Here's a snippet with more information from the containers-registries.conf file, which is part of the container/image project:

$ man containers-registries.conf

   Remapping and mirroring registries
       The user-specified image reference is, primarily, a "logical" image  name,  always
       used for naming the image.  By default, the image reference also directly specifies
       the registry and repository to use, but the following options can be used to  redi‐
       rect  the  underlying  accesses to different registry servers or locations (e.g., to
       support configurations with no access to the  internet  without  having  to  change
       Dockerfiles, or to add redundancy).

Caveats: This procedure does a one-time copy of the container images. Your cached image will not magically pick up security fixes pushed to docker.io. (Neither will it pick up random vandalism such as removed binaries or other breaking changes—don't get me started.)

Further work

Given the caveat, the image maintenance is up to you now, and you might consider adding the Skopeo commands to copy the image to the start of your test procedure. Another possible workaround is to enable a public mirror such as the Google Cloud Registry (GCR) or possibly further refining the registries.conf file to set-up multiple mirrors. Better yet, this is probably a great fit for the skopeo-sync command as it has a nice CLI and can be used with a YAML file offering a wide array of configuration options.

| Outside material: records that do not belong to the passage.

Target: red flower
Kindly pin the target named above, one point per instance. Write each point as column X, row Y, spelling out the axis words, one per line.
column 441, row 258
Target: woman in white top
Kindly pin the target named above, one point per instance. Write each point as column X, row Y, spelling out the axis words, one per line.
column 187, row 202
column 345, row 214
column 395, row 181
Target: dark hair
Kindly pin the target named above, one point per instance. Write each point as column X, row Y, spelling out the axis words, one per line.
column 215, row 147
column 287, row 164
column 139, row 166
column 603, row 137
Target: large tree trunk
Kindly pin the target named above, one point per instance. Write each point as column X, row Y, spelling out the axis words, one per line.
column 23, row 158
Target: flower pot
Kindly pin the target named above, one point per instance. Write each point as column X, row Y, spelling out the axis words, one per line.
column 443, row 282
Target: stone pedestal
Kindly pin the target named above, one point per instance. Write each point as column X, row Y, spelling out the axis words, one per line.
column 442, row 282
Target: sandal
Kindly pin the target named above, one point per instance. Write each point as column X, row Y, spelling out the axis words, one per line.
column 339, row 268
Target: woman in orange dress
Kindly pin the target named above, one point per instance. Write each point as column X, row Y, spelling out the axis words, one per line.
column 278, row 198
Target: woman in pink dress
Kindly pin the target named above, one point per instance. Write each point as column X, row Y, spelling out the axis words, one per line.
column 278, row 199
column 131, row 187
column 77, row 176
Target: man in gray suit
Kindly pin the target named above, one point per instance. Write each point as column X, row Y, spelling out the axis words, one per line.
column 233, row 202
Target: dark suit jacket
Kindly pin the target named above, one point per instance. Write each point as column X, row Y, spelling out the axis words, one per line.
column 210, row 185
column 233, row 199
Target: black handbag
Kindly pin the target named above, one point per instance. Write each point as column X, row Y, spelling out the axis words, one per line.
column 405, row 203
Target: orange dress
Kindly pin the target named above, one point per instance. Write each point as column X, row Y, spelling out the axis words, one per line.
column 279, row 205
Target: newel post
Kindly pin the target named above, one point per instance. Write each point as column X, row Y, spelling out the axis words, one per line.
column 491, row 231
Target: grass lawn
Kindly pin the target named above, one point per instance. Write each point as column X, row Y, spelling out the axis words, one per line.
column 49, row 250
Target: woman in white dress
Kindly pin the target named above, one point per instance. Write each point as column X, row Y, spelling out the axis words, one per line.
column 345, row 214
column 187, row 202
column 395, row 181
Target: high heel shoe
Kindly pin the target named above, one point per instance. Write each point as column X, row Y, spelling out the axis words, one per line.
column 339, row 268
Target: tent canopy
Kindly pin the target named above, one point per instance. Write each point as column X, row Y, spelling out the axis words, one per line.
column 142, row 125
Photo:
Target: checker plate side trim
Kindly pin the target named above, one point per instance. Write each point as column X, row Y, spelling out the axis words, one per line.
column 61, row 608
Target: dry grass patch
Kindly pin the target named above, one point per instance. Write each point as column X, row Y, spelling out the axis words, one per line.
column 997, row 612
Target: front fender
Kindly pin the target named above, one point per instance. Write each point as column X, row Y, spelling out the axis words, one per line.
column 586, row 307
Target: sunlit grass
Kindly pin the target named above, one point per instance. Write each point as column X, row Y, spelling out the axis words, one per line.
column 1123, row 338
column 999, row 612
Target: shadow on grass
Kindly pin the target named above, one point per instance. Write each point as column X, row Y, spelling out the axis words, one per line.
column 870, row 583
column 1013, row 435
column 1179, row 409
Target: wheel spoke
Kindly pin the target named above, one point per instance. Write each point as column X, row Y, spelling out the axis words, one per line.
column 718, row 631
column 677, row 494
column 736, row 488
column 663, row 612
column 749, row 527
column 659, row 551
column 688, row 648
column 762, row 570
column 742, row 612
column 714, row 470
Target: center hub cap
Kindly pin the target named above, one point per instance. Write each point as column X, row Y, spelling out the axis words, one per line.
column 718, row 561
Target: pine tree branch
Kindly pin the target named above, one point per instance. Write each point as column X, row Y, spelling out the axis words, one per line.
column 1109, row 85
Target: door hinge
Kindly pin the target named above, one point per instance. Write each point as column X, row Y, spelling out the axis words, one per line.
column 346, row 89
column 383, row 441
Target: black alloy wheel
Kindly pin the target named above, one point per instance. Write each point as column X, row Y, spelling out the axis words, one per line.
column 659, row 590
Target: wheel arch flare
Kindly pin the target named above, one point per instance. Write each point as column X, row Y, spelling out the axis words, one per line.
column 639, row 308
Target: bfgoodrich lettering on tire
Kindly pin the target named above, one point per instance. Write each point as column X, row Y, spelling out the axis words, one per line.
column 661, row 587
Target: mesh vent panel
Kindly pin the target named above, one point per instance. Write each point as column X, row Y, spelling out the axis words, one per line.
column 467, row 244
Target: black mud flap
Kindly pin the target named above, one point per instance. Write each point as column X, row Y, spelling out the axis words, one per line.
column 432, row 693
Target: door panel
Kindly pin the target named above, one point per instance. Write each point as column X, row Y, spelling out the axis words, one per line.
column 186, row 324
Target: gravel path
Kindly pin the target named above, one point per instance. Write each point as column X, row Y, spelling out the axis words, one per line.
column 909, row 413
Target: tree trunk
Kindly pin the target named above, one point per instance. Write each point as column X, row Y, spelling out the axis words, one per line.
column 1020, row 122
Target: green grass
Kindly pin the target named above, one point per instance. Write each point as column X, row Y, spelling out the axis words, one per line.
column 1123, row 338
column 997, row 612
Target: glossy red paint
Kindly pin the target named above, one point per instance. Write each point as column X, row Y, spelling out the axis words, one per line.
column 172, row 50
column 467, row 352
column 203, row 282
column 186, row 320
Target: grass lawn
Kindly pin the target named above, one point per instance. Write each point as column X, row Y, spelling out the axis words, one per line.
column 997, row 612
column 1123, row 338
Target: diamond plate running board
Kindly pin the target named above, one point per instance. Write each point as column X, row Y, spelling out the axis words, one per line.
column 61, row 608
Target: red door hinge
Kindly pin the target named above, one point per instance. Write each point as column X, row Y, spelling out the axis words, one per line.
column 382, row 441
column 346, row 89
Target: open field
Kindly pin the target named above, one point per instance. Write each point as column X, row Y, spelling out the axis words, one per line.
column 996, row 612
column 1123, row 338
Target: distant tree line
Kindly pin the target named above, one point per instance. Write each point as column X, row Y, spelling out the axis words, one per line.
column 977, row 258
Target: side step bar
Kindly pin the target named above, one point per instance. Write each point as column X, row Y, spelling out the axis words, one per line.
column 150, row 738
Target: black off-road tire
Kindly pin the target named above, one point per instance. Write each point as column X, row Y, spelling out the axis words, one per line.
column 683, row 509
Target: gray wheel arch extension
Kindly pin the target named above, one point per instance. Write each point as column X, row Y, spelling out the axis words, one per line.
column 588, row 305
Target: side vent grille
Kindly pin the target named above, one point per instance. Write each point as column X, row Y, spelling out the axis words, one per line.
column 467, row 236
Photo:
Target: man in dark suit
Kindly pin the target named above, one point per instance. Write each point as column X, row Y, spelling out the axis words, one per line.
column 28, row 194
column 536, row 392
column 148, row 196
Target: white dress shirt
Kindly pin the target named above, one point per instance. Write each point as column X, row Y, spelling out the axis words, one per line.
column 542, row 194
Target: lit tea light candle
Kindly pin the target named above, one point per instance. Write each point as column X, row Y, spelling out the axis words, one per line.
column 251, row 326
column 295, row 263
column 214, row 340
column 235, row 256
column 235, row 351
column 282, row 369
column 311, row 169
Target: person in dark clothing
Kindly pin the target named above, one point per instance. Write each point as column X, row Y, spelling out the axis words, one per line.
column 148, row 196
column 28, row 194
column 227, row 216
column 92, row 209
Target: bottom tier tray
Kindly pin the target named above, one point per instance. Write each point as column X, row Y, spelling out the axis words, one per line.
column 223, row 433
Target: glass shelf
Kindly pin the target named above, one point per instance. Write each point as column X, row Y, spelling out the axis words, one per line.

[ Getting started with containers? Check out this free course. Deploying containerized applications: A technical overview. ]

Wrap up

There are various ways to solve the throttling Docker Hub put in place, but the method Ed used was quick, painless, and got our CI back online quickly. Now that we've some breathing room, we can work on a more complete solution.

With this change in place, the Buildah tests no longer run over the limit and hit throttling from Docker Hub, so the throttling problem is solved.